In a study of ADI distribution in French Guiana, the authors had high suspicion that in the pre-HAART era many patients diagnosed with HIV wasting syndrome in fact had disseminated histoplasmosis that was undiagnosed. In the HAART era, which also corresponded with access to histoplasma antigen diagnostics in French Guiana, the incidence of disseminated histoplasmosis increased while the incidence of all other ADIs decreased [14]. It is possible, therefore, that a proportion of our cohort with HIV wasting syndrome also represented undiagnosed disseminated histoplasmosis.

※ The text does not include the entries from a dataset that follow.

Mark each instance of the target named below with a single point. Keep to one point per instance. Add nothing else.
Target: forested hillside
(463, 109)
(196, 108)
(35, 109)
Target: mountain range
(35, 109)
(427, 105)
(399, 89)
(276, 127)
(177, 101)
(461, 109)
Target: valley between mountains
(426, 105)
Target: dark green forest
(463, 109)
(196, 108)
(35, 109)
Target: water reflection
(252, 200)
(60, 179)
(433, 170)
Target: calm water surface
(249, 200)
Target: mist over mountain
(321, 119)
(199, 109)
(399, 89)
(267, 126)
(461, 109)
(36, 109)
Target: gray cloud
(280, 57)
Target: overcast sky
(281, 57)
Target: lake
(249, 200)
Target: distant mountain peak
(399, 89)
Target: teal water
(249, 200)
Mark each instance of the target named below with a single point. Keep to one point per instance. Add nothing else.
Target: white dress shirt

The fact that both histoplasmosis and HIV wasting syndrome were significantly higher in the rural portion of our cohort supports this hypothesis. Improvements in histoplasmosis diagnostics, including the enzyme-linked immunosorbent assay developed by the CDC [16], as well as an anticipated lateral flow assay in the near future, may prove that histoplasmosis is a more common ADI than previously appreciated in Central America. Improved diagnostics are available at another HIV clinic in Guatemala City, but have not been successfully implemented at Roosevelt Hospital to date [17].

The strengths of our study include the large cohort size and the fact that it was performed in an area without previous data on ADIs at the time of HIV diagnosis. Limitations include the largely retrospective nature of the study (only a small percentage were new HIV diagnoses during the study period) and the fact that it is from a single center, so the conclusions may not be generalizable to the population of Guatemala as a whole. Another limitation is that data were only gathered from patients who were living during the study period and are still receiving care. This precludes any conclusions about the true prevalence of ADIs among HIV patients at diagnosis.

In conclusion, our study documents the significant burden of ADIs at the time of HIV diagnosis among survivors in a large Guatemalan cohort and identifies the most common ADIs diagnosed in this group. We show significant differences between rural and urban populations in terms of ADIs diagnosed and propose that histoplasmosis may play a larger role than currently estimated based on limited diagnostic capability.